Translating advances in genomic medicine into precise disease prevention and treatment for patients can be realized if and only if we can accurately identify and interpret genetic variants associated with human disease. It is well known that prior knowledge on disease-gene relationships can be mined from diverse knowledgebases such as the electronic health records (EHRs) and published scientific literature. However, innovative and scalable methods are still lacking for abstracting relevant patient phenotypes from EHRs or scientific manuscripts, for using phenotypic data to inform the prioritization of genes/variants, and for systematically comparing and aggregating disease phenotypes across patients. This research project is part of an effort to develop comprehensive gene-phenotype-disease knowledgebases to help interpret genome sequencing data for patients with genetic diseases. We will build a benchmarking data set from published scientific manuscripts on human genetic diseases or genetic case reports, as well as internal clinical notes on patients with confirmed genetic diagnosis at CHOP. We will address two questions: (1) whether natural language processing algorithms can be applied to automate gene-finding,  based on clinical descriptions from published literature or clinical notes (2) what is the optimal parameters and approaches for ranking causal genes higher within the list of all genes, based on the benchmarking data sets (3) How state of the art method such as BERT and GPT2 can be applied in the context of genetic diagnosis using phenotype information hidden in EHRs.

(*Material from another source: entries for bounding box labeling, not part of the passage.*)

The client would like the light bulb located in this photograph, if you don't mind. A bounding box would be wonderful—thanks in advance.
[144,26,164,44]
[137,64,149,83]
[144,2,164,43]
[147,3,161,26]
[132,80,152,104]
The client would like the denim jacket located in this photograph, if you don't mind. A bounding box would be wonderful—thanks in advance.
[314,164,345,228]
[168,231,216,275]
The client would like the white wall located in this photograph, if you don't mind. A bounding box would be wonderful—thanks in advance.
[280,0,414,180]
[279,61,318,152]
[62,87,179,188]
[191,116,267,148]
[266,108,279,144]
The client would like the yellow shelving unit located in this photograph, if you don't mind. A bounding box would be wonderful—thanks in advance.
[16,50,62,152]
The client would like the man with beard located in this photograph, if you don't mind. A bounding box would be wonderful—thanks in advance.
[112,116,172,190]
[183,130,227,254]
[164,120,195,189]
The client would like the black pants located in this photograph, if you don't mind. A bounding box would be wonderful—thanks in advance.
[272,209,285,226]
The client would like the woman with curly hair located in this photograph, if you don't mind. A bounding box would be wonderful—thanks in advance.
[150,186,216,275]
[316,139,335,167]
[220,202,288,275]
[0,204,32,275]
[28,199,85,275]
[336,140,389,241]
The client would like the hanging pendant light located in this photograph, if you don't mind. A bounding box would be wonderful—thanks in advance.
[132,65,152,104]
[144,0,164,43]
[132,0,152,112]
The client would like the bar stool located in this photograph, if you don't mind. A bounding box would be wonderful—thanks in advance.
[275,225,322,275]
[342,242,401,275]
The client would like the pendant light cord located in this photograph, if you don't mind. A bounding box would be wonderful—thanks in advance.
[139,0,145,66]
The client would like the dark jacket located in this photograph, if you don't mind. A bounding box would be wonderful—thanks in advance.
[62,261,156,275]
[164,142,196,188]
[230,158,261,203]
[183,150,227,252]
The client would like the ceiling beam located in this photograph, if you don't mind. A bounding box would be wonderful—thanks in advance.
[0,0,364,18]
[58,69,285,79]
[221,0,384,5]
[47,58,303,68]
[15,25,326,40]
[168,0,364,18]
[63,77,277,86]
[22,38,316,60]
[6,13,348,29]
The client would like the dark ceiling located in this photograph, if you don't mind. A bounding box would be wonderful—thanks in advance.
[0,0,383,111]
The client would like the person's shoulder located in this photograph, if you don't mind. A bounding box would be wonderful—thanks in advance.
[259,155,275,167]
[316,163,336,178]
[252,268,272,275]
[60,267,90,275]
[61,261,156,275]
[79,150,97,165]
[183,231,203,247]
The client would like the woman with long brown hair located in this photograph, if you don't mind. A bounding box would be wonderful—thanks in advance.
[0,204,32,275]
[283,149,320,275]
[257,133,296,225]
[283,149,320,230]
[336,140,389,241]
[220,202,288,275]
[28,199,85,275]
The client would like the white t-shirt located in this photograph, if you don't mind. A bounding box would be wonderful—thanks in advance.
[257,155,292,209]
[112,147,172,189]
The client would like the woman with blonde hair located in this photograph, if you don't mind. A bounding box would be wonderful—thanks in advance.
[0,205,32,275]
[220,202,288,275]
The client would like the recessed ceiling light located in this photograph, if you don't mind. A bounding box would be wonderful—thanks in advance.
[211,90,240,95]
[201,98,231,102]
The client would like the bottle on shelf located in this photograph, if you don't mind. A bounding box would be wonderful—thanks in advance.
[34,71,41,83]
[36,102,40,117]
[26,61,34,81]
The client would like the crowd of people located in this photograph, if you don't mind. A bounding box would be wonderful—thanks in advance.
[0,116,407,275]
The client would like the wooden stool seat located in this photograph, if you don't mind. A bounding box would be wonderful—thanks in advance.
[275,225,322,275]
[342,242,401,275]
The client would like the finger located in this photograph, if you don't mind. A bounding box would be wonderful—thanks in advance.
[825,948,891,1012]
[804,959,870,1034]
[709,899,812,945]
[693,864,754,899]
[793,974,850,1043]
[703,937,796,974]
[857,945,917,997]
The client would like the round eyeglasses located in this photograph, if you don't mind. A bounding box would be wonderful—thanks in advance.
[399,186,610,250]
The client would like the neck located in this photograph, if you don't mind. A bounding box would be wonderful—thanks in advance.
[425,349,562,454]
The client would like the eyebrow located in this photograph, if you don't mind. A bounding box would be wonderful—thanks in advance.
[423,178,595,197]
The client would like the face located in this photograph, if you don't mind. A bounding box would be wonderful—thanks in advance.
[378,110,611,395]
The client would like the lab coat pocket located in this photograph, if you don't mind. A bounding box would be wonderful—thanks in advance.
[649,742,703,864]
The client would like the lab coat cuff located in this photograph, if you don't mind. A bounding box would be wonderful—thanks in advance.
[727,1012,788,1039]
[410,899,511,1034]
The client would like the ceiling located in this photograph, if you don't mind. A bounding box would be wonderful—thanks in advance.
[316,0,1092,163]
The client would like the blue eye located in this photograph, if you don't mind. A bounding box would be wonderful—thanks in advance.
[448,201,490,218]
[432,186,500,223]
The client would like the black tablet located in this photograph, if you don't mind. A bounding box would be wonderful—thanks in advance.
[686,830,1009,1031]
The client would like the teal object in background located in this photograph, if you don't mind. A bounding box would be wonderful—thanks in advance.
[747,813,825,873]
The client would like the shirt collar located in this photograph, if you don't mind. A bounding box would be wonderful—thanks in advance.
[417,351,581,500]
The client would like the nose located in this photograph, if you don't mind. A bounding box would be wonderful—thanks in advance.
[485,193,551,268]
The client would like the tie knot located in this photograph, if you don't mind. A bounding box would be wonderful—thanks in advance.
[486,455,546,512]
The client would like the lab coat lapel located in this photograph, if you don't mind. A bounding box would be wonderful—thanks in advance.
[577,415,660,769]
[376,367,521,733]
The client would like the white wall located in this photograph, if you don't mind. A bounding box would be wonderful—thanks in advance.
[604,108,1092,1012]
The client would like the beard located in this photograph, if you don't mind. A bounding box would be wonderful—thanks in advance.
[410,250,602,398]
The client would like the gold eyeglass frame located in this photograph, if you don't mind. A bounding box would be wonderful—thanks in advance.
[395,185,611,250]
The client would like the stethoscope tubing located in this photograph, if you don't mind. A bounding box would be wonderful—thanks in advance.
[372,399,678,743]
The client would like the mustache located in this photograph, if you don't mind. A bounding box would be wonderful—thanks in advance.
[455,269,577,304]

4. Development of novel genomic assays for neurological diseases

We will develop novel genomic assays for repeat expansions involved in various ataxia or other neurological disorders, and evaluate its clinical utility by comparing to requested clinical tests (WES and repeat panels). We have previously developed barcoded amplicon assays on various ATXN, HTT and C9orf72, and we will extend to other repeat types so that we can test all known repeat expansions simultaneously. We will compare results to commercial assays that only examine specific repeat expansions and are only offered by three diagnostic labs across US, to evaluate the technical advantage and commercial viability of the novel genomic approach. More importantly, our novel approach allows long-range haplotype phasing for each individual patient, thus making it feasible for individualized gene therapy using CRISPR technologies through long-range allele-specific gene targeting.